America’s first coin auction catalogs, issued from 1851 to 1869, featured a line or two of description per lot, and no pictures.
This changed June 23, 1869, when Edward Cogan presented the catalog of the Mortimer Livingston Mackenzie Collection. Cogan, an Englishman who had immigrated to America in 1853, began as a picture dealer, adding coins as a sideline in 1855; within two years, numismatics was his main business and he held his first coin auction in 1858. It was not illustrated, nor were 18 others that followed through 1868.
The Mackenzie Collection gave Cogan two good reasons to include photographs. First, he was playing catch-up with his former countrymen, for the world’s first photographically illustrated coin auction catalog was Christie, Manson and Woods’ sale of the Lowenstein Brothers Collection, held in London in 1860.
Second, although the Mackenzie Collection included a cross-section of U.S., European and ancient coinage, in 1869, copper was king, and Mackenzie’s collection of half cents and large cents was princely. It contained only 86 coppers, but virtually all of them were choice. The auction offered, for example, three “perfectly uncirculated” 1793 Flowing Hair, Chain, AMERI. cents, and two AMERICA cents graded “very nearly uncirculated.” Gems such as these demanded photographs.
Although the Mackenzie Collection is the first illustrated American coin catalog, not all Mackenzie sale catalogs are illustrated, nor are those with photographic plates all created equal. Cogan issued Mackenzie catalogs both with and without plates, and for some unknown reason, some of the illustrated versions have four plates, while others have five.
Those albumen print plates are works of art, consisting of soft-hued, yet sharply detailed photos.
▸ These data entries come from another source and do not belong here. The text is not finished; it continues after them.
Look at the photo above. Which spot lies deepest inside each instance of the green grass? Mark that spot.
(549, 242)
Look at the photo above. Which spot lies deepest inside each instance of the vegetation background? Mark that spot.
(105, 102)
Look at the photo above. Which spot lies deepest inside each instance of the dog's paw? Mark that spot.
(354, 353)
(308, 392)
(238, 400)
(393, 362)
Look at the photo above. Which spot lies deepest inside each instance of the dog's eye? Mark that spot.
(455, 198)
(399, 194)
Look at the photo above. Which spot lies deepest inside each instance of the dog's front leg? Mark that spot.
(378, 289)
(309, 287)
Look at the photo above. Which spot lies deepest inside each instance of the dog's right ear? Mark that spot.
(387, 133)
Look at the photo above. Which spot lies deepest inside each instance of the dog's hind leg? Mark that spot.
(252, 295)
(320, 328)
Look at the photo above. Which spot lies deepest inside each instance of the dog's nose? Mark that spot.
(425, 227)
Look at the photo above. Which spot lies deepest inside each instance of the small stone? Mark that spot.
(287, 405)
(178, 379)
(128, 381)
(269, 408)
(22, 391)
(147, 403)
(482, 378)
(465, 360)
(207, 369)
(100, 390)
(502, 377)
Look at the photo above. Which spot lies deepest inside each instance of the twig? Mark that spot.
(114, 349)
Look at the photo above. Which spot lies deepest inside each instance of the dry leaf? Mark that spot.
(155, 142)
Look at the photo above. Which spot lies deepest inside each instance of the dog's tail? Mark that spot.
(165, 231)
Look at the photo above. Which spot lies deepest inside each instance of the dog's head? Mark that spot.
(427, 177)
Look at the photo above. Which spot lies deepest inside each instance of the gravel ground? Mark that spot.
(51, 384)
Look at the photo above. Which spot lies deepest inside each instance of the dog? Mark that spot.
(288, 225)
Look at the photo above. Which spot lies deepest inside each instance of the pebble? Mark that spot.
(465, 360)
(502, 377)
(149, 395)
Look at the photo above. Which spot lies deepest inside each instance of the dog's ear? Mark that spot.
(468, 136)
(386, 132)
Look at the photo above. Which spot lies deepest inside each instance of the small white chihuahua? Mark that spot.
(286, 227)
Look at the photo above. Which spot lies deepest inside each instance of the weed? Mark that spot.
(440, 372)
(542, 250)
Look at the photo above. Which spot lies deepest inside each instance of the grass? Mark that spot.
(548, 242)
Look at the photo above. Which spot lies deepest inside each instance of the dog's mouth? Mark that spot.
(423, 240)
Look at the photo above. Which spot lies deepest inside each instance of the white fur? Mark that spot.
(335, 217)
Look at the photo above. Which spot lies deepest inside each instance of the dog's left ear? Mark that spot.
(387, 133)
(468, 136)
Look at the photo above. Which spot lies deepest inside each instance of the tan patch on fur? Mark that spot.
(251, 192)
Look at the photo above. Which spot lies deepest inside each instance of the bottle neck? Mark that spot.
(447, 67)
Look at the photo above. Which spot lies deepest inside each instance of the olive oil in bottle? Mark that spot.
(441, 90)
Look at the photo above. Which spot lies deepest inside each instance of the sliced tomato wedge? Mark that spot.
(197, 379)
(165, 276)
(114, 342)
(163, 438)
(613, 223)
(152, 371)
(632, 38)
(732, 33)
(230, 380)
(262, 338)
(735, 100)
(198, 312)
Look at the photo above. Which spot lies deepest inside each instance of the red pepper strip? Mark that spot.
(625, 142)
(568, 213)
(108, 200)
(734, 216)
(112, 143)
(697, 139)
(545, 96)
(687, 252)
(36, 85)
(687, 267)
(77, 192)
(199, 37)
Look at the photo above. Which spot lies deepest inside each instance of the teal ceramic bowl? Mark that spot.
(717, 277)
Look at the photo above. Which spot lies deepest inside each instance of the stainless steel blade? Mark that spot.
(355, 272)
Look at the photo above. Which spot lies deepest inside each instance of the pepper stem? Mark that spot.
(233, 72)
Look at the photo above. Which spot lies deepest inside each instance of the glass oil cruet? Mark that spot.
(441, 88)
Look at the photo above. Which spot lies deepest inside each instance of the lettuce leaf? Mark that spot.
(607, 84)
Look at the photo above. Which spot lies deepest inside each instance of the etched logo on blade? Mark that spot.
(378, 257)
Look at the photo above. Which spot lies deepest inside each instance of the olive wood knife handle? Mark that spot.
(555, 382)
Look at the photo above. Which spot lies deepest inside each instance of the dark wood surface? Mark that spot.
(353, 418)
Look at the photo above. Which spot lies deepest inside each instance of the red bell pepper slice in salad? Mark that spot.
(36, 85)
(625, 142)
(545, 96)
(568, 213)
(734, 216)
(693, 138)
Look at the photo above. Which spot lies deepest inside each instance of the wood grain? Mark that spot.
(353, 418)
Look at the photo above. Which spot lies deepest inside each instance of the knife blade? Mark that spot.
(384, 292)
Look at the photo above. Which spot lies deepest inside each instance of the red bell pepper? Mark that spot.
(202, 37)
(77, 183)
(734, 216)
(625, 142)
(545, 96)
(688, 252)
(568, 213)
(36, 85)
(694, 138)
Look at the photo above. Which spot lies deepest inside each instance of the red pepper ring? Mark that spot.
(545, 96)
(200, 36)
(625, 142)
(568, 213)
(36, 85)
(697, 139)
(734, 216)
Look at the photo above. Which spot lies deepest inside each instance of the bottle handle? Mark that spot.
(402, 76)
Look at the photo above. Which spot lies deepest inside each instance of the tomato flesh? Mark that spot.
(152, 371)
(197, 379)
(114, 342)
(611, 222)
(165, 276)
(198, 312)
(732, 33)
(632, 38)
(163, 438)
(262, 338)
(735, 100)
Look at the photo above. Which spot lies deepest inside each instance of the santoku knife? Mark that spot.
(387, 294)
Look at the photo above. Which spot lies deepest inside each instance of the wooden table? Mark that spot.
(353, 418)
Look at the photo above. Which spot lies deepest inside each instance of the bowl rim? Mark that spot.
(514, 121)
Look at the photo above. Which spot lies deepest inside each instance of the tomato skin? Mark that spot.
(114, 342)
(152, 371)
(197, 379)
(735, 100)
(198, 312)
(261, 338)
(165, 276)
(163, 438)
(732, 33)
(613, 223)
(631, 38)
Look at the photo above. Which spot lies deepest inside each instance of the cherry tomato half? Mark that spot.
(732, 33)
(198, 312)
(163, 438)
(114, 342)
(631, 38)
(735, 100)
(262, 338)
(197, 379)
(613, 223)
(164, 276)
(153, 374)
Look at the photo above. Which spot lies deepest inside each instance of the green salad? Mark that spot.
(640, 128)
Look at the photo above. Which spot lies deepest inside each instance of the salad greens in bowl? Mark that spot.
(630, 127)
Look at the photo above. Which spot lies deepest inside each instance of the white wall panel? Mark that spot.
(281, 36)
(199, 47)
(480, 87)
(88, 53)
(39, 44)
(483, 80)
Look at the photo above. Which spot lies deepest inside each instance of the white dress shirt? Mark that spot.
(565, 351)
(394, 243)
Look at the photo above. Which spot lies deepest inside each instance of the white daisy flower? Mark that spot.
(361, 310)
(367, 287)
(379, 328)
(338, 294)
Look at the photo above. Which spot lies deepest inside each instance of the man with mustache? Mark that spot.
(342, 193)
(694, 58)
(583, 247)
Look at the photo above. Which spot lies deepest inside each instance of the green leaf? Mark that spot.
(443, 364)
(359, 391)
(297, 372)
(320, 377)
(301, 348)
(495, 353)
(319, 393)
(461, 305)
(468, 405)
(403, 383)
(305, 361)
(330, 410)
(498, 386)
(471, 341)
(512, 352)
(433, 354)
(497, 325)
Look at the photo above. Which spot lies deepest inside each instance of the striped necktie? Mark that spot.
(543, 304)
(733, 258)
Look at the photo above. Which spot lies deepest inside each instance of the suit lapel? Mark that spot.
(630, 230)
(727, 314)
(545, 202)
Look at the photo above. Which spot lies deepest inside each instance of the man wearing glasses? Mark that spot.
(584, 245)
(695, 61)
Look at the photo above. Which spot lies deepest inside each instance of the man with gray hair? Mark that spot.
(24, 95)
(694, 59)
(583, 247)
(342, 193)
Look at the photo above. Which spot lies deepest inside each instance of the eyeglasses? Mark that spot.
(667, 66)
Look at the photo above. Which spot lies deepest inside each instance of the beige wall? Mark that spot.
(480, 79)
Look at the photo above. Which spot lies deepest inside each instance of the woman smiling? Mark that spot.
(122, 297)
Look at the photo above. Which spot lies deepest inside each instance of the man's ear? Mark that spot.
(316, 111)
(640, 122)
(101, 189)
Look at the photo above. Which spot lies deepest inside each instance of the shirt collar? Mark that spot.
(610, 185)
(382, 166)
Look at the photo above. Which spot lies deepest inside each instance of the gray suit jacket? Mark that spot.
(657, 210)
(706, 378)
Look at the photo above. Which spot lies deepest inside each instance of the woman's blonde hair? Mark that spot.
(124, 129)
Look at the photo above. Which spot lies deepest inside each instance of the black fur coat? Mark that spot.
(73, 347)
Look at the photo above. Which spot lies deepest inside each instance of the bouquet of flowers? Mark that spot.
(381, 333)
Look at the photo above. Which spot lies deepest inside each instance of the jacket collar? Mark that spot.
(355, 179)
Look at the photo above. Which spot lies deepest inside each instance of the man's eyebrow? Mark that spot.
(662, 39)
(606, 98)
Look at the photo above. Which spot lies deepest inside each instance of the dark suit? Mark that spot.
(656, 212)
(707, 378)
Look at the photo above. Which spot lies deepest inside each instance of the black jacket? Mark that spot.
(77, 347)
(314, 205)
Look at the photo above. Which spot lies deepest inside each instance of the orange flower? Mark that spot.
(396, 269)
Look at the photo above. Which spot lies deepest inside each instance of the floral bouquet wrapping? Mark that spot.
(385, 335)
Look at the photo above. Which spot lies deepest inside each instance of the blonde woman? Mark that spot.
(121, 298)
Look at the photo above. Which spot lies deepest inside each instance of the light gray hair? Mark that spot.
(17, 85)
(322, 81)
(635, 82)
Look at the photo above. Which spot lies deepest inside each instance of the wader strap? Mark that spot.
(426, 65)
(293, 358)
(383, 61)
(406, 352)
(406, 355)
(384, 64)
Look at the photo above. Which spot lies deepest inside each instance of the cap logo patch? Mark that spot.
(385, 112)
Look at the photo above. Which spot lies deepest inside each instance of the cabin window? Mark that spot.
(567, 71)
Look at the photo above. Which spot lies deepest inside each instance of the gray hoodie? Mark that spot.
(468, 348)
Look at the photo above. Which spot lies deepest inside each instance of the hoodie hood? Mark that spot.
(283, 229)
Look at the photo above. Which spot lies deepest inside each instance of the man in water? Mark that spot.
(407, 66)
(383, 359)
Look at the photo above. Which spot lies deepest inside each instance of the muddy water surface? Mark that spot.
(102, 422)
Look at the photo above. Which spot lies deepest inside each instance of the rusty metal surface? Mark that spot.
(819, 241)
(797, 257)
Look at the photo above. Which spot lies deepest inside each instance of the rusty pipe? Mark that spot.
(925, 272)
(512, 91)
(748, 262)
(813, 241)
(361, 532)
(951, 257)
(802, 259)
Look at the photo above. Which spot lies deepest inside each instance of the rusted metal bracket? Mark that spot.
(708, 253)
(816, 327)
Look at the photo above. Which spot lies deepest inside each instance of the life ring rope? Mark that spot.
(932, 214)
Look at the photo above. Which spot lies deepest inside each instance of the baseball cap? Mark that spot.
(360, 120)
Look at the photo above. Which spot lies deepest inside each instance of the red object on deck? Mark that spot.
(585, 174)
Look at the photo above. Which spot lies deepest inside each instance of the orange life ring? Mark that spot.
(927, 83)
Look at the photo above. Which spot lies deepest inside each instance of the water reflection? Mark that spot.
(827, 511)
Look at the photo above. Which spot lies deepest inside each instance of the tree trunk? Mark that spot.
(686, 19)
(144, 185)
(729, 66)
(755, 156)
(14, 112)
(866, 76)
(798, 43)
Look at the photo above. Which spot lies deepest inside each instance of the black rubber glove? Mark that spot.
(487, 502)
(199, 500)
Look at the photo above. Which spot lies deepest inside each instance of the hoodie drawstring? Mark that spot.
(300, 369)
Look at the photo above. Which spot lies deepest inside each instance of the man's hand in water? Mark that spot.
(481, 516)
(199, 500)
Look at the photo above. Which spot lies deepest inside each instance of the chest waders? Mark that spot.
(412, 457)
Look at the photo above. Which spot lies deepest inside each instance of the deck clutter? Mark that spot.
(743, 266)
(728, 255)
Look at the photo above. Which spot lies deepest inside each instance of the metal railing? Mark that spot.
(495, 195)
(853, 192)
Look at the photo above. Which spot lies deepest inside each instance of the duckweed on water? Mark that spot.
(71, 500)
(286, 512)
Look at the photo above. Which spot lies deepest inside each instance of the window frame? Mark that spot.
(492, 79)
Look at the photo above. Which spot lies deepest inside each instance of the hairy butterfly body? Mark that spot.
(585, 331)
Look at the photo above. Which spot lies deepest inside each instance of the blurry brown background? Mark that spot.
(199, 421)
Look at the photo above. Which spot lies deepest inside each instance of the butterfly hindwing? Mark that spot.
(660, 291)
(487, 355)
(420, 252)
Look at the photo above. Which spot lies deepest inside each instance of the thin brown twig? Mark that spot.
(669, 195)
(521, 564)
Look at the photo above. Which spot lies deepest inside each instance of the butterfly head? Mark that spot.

The first plate features five Washington pieces; the second, nine British and eight American coins (including a 1794 Flowing Hair silver dollar); the third, six European medals; the fourth, 17 Roman pieces; and the fifth, 13 of Mackenzie’s copper delicacies.
Exactly how many photographically illustrated Mackenzie catalogs were printed is unknown, but John W. Adams, in his masterful United States Numismatic Literature: Nineteenth Century Auction Catalogs, estimated that between 50 and 100 were printed, with fewer than 50 surviving today.
Adams noted that although Cogan used photographs to illustrate six other of his coin sales, “none of these compare in quality of photography with the Mackenzie masterpiece.” You can own a photographically illustrated copy of this masterpiece for a fraction of the cost of a comparably rare coin, but you should resolve to seize the opportunity to buy whenever one presents itself, for plated Mackenzie sale catalogs appear only infrequently.